Eric Broda, co-author of "Agentic Mesh," discusses the critical shift of AI agents from individual tools to large-scale, distributed enterprise ecosystems. The episode highlights the architectural challenges of deploying multi-agent systems in production, emphasizing the need for enterprise-grade capabilities like trust, explainability, and robust distributed computing principles. Broda advocates for an "Agentic Mesh" approach, where agents become full participants in business processes, transforming organizational agility and employee efficiency.
Summarized by Podsumo
Deploying AI agents in production requires addressing critical enterprise capabilities such as security, observability, traceability, and especially trust and explainability, which are often overlooked in lab environments.
With the expectation of thousands to millions of agents in enterprises, managing and orchestrating them becomes a distributed computing challenge, necessitating robust communication mechanisms like event streaming (e.g., Kafka) and architectural principles akin to microservices.
A foundational concept for building trust in autonomous agents, drawing parallels with human resource practices (Know Your Employee) and proposing a federated certification mechanism similar to Underwriters Laboratory.
A key missing piece is the ability to log an agent's internal thought process and task plan *before* execution, allowing comparison with actual outcomes for better testing, debugging, and understanding of agent behavior.
Enterprises should leverage agents to augment existing employees, making them 10x more efficient and enabling new market opportunities, rather than solely focusing on cost reduction, to retain intellectual property and drive innovation.

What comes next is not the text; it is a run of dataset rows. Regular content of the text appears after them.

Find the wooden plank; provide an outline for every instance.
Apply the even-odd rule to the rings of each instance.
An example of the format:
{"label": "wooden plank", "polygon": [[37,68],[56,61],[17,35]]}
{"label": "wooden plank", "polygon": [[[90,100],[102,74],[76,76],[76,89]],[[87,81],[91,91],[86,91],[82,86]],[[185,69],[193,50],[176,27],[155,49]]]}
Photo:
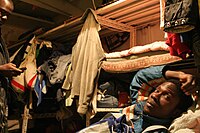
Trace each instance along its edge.
{"label": "wooden plank", "polygon": [[111,28],[114,28],[114,29],[118,29],[120,31],[130,32],[131,26],[129,26],[127,24],[119,23],[115,20],[107,19],[107,18],[102,17],[102,16],[97,16],[97,19],[98,19],[98,21],[101,25],[111,27]]}

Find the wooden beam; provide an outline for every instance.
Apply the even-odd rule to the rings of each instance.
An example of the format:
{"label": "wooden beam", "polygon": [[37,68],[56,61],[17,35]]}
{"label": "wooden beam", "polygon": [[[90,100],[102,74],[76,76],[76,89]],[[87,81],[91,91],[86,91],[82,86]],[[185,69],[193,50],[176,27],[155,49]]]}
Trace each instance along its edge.
{"label": "wooden beam", "polygon": [[134,47],[134,46],[136,46],[137,45],[137,42],[136,42],[136,34],[137,32],[136,32],[136,28],[135,27],[133,27],[133,28],[131,28],[131,32],[130,32],[130,48],[132,48],[132,47]]}
{"label": "wooden beam", "polygon": [[109,28],[114,28],[120,31],[130,32],[131,26],[123,23],[119,23],[115,20],[111,20],[102,16],[97,16],[97,19],[101,25],[107,26]]}

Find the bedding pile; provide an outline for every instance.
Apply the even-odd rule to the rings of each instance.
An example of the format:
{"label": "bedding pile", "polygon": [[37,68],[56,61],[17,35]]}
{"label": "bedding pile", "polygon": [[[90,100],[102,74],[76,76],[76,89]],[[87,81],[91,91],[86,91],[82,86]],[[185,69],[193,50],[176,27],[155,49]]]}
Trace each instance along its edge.
{"label": "bedding pile", "polygon": [[182,60],[169,53],[165,42],[154,42],[144,46],[135,46],[121,52],[106,53],[102,69],[111,73],[136,71],[150,66],[163,65]]}

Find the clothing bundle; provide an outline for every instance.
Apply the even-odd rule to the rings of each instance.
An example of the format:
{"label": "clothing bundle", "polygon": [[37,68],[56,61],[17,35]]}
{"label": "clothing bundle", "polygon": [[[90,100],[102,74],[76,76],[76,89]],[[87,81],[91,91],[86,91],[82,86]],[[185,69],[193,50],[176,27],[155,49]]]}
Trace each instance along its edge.
{"label": "clothing bundle", "polygon": [[200,30],[198,0],[160,0],[161,28],[167,33],[170,54],[186,59],[194,54],[200,66]]}

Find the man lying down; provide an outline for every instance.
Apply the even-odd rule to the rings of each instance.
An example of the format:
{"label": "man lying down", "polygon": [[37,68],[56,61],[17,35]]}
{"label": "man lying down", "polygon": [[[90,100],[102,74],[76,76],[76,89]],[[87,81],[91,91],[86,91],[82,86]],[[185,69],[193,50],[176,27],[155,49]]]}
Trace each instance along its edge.
{"label": "man lying down", "polygon": [[[134,99],[136,102],[132,101],[133,105],[122,110],[124,115],[116,119],[113,116],[104,118],[80,132],[141,133],[153,125],[165,126],[166,128],[156,129],[155,131],[161,133],[167,132],[166,129],[170,126],[171,122],[187,111],[192,105],[193,99],[190,94],[196,91],[196,85],[194,84],[195,78],[191,74],[170,71],[163,69],[163,67],[158,66],[153,67],[153,70],[152,68],[147,68],[138,71],[130,85],[130,95],[134,97],[131,99]],[[149,94],[146,100],[138,101],[135,95],[138,96],[139,91],[137,87],[142,85],[141,81],[147,83],[150,79],[159,78],[160,74],[163,74],[163,71],[166,80],[157,87],[152,87],[152,93]],[[154,75],[149,78],[149,73],[153,73],[156,76]],[[136,91],[134,92],[133,90],[135,89]]]}

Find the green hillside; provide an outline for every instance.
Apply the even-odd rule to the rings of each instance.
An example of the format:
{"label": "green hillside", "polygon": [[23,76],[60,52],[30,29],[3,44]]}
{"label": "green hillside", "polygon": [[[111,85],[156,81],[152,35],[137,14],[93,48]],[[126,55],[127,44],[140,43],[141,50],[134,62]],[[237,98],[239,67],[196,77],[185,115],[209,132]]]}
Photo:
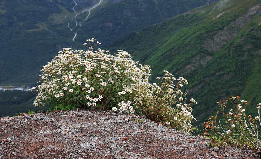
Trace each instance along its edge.
{"label": "green hillside", "polygon": [[127,51],[152,66],[152,80],[167,70],[189,83],[198,103],[199,122],[232,96],[248,101],[247,113],[261,102],[261,2],[221,0],[129,34],[109,47]]}
{"label": "green hillside", "polygon": [[91,38],[105,47],[130,33],[213,1],[1,1],[0,84],[35,84],[41,67],[63,48],[84,49],[82,44]]}

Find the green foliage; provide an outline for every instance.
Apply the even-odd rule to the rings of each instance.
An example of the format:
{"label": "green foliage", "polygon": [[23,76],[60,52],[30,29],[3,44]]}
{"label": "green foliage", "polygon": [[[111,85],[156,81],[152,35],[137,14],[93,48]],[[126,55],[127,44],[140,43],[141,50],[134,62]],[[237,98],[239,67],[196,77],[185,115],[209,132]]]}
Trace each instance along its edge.
{"label": "green foliage", "polygon": [[78,108],[77,106],[72,105],[67,103],[63,103],[57,104],[54,108],[52,108],[51,109],[53,111],[72,110]]}
{"label": "green foliage", "polygon": [[35,113],[33,111],[31,111],[29,110],[29,111],[27,113],[27,114],[35,114]]}
{"label": "green foliage", "polygon": [[150,84],[147,80],[134,85],[135,89],[131,95],[135,103],[134,110],[152,121],[188,132],[191,130],[192,119],[195,120],[191,114],[191,106],[197,102],[191,98],[189,103],[185,103],[187,99],[183,98],[187,92],[184,93],[180,89],[188,83],[185,78],[177,80],[167,71],[164,71],[165,77],[157,78],[160,86]]}
{"label": "green foliage", "polygon": [[[102,46],[105,47],[129,33],[208,1],[105,0],[91,10],[85,21],[89,12],[83,11],[98,1],[80,1],[76,6],[70,0],[5,1],[1,5],[4,10],[0,12],[0,83],[31,84],[37,80],[41,67],[66,46],[83,49],[82,41],[96,37],[106,41]],[[77,14],[76,26],[73,19]]]}
{"label": "green foliage", "polygon": [[130,97],[121,95],[131,93],[132,85],[150,75],[149,67],[140,65],[139,68],[137,63],[122,50],[116,56],[108,54],[109,51],[94,50],[101,44],[94,39],[87,40],[91,43],[90,50],[64,48],[43,67],[44,74],[39,82],[41,84],[31,89],[37,95],[34,105],[45,108],[46,103],[56,110],[97,106],[107,110],[119,101],[125,104],[125,101],[130,106]]}
{"label": "green foliage", "polygon": [[[259,103],[256,107],[258,115],[252,118],[251,115],[245,114],[248,101],[240,100],[240,98],[238,96],[229,98],[233,108],[229,111],[227,110],[229,100],[217,102],[221,111],[219,116],[223,121],[221,123],[218,119],[218,111],[215,116],[212,116],[209,119],[212,135],[210,145],[220,147],[228,144],[260,153],[261,147],[259,145],[261,141],[258,129],[261,126],[259,111],[261,104]],[[214,131],[216,132],[215,135]]]}
{"label": "green foliage", "polygon": [[219,99],[240,92],[249,104],[261,100],[260,14],[246,15],[258,1],[232,1],[219,8],[218,2],[130,34],[109,48],[124,47],[151,66],[151,83],[166,70],[191,81],[186,88],[200,103],[192,107],[199,124]]}

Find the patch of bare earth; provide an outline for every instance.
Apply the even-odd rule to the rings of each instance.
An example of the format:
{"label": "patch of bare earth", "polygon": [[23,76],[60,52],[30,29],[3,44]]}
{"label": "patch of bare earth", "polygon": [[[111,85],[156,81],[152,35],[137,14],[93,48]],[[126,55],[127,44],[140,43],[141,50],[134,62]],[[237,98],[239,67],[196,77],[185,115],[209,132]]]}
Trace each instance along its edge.
{"label": "patch of bare earth", "polygon": [[[142,121],[140,122],[137,119]],[[0,159],[258,158],[144,117],[79,109],[0,120]]]}

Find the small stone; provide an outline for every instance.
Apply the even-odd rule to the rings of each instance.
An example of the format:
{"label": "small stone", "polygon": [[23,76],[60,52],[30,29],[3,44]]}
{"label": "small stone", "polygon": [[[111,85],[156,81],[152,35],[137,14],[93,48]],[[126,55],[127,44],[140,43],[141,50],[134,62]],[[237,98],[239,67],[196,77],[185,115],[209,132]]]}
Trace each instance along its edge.
{"label": "small stone", "polygon": [[219,147],[215,147],[213,148],[212,149],[212,150],[218,152],[219,151]]}
{"label": "small stone", "polygon": [[214,152],[211,152],[211,154],[213,156],[215,156],[216,155],[217,155],[218,154],[217,153]]}

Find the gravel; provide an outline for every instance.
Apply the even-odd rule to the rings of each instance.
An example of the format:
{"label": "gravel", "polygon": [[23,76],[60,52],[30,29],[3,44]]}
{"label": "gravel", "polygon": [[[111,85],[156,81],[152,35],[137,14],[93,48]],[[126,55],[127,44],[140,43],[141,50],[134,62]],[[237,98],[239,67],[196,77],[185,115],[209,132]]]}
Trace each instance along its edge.
{"label": "gravel", "polygon": [[79,109],[0,119],[0,159],[259,158],[239,148],[210,147],[209,141],[143,116],[110,111]]}

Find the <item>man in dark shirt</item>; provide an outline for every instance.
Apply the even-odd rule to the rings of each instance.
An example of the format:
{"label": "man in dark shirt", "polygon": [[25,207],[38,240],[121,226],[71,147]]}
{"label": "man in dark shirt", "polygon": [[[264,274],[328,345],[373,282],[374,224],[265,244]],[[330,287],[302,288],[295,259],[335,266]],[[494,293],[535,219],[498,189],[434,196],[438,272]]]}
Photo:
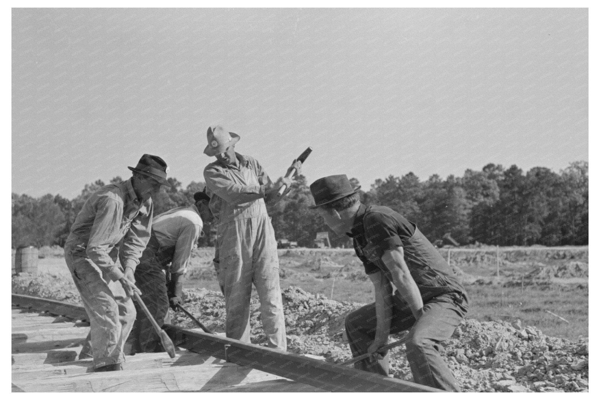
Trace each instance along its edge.
{"label": "man in dark shirt", "polygon": [[410,330],[406,355],[415,382],[460,392],[439,349],[466,314],[464,288],[416,225],[388,207],[362,204],[359,188],[353,188],[346,175],[310,185],[312,208],[336,233],[352,237],[375,289],[375,302],[346,319],[353,356],[374,352],[355,368],[387,376],[389,355],[377,350],[390,333]]}

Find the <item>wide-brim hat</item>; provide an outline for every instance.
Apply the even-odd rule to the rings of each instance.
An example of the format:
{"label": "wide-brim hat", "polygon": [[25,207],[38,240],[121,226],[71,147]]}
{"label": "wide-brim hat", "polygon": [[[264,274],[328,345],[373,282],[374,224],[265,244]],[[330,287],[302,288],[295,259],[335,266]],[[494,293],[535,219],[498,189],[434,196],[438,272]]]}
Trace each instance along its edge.
{"label": "wide-brim hat", "polygon": [[208,145],[204,149],[204,154],[209,157],[223,153],[227,148],[239,141],[239,135],[230,132],[222,125],[216,125],[208,127],[206,130]]}
{"label": "wide-brim hat", "polygon": [[140,158],[137,166],[127,168],[142,175],[149,176],[161,185],[171,185],[167,181],[169,167],[167,166],[164,160],[157,155],[144,154]]}
{"label": "wide-brim hat", "polygon": [[330,175],[317,179],[310,184],[310,193],[314,197],[314,209],[332,203],[360,190],[361,187],[352,187],[346,174]]}

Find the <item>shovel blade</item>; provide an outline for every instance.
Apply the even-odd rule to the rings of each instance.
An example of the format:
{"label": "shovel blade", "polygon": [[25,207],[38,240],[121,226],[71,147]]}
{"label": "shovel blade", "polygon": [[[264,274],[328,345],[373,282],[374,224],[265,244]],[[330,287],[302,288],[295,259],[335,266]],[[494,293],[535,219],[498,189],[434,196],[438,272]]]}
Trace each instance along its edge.
{"label": "shovel blade", "polygon": [[169,357],[172,359],[175,358],[175,346],[173,344],[171,338],[163,329],[160,330],[158,334],[160,336],[160,342],[163,345],[163,348],[169,354]]}

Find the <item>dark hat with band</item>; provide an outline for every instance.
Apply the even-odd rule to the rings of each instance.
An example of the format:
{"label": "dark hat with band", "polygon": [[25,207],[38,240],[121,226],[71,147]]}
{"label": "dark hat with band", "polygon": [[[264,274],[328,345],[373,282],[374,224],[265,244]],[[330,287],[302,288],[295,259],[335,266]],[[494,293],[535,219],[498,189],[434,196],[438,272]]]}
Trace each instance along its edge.
{"label": "dark hat with band", "polygon": [[361,187],[353,188],[346,174],[330,175],[317,179],[310,185],[310,193],[314,197],[314,204],[308,208],[332,203],[358,192]]}
{"label": "dark hat with band", "polygon": [[167,181],[169,167],[167,166],[164,160],[157,155],[144,154],[135,167],[127,167],[127,168],[134,172],[149,176],[162,185],[170,186]]}
{"label": "dark hat with band", "polygon": [[206,194],[206,187],[204,187],[204,190],[201,192],[196,192],[194,194],[194,201],[210,201],[211,198]]}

"The problem is, is despite the best efforts of the folks who are writing the agent, more often than not, there are folks that are new, perhaps, to the game, they're doing some proof of concepts. Or we have some very senior data scientists who may have outstanding capabilities. Most of the data science scientists submit our geniuses, but they don't have the understanding of the enterprise grade requirements to get something into production."
"If an agent is gonna do some of that work, we have to think really, really hard about how we're going to set up a trust framework so that we can actually trust the agents as well as we can trust the employees."
"If you used agents to get rid of people, you are losing the intellectual property that has built your company. That's a really, really big loss and I can't emphasize that more."